Suatu ketika, Percy bertemu dengan seorang ibu yang memintanya membaca naskah milik anaknya. Perempuan itu adalah ibu dari John Kennedy Toole. Toole adalah seorang penulis dan seniman berbakat, cerdas, dan berasal dari keluarga berada. Dia pun mengalami masa sulit dan depresi akibat beberapa hal, dan mengakhiri hidupnya dengan bunuh diri setelah beberapa tahun novelnya selalu ditolak penerbit. Walker Percy kemudian membantu menerbitkan novel milik Toole, dan kelak karya itu memenangkan penghargaan Pulitzer untuk kategori fiksi.

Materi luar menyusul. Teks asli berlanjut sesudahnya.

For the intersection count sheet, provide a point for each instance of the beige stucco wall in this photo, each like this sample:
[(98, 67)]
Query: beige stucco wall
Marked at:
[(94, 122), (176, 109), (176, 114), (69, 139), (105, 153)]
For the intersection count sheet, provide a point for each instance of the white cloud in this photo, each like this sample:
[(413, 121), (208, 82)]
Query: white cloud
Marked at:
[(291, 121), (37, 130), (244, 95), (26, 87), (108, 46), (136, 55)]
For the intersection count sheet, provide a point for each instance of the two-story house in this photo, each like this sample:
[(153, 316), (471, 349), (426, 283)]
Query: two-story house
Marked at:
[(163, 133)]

Hidup bisa menjadi sangat keras bagi seorang penulis, saat karyanya tak mendapat pengakuan. Terutama ketika sang penulis sudah mencurahkan segenap waktu dan upayanya untuk menghasilkan tulisan terbaik, tapi tak juga ada penerbit yang bersedia menerbitkan tulisan tersebut. Belum lagi saat harus menghadapi kritikan pedas dari pembaca ataupun reviewer, kalau tidak kuat mental, bisa benar-benar membuat hidup sang penulis jungkir-balik.

Namun itulah konsekuensi sebuah pilihan. Tulisan, bagi seorang penulis, ibarat hidupnya sendiri. Hidup tidak selalu berjalan mulus, demikian pula sebuah tulisan tidak selalu bernasib baik. Penolakan demi penolakan, penantian, kritik, imbalan yang tidak memadai, dan terkadang tekanan untuk segera menyelesaikan sebuah karya, adalah hal-hal yang harus dihadapi oleh seorang penulis.

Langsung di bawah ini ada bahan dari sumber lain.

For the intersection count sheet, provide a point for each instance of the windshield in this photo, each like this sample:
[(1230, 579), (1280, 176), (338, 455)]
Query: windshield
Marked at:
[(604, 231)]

Haruskah seseorang mundur karena itu? Tergantung pilihannya. Jika dia memutuskan menulis bukanlah dunianya, dia dapat berhenti kapan saja. Namun jika menulis adalah jiwanya, tentu sebaiknya dia bertahan dan terus mencari jalan keluar, tidak perduli apapun rintangannya.

Kepuasan menulis terkadang bukan terletak pada jumlah materi yang didapat. Kepuasan itu bisa bersumber dari rasa senang ketika perjuangan akhirnya membuahkan hasil. Saya kembali mengalami itu, ketika sebuah naskah yang dirintis penulisannya bertahun-tahun lampau, akhirnya menemukan jalan untuk bisa diterbitkan menjadi buku. Padahal sudah hampir putus asa rasanya melihat naskah yang tak kunjung direspon penerbit.

Dalam setiap kesulitan, selalu ada kemudahan. Hukum alam sekali lagi menampakkan kebenarannya. Di saat kita merasa sudah tidak ada jalan keluar, biasanya tak lama kemudian ada saja peluang dan harapan baru yang muncul.

Jangan bunuh karyamu, dan jangan bunuh impianmu sendiri. Setiap rejeki ada masanya. Teruslah berkarya saja, siapa tahu suatu saat ada pintu yang dapat kita buka.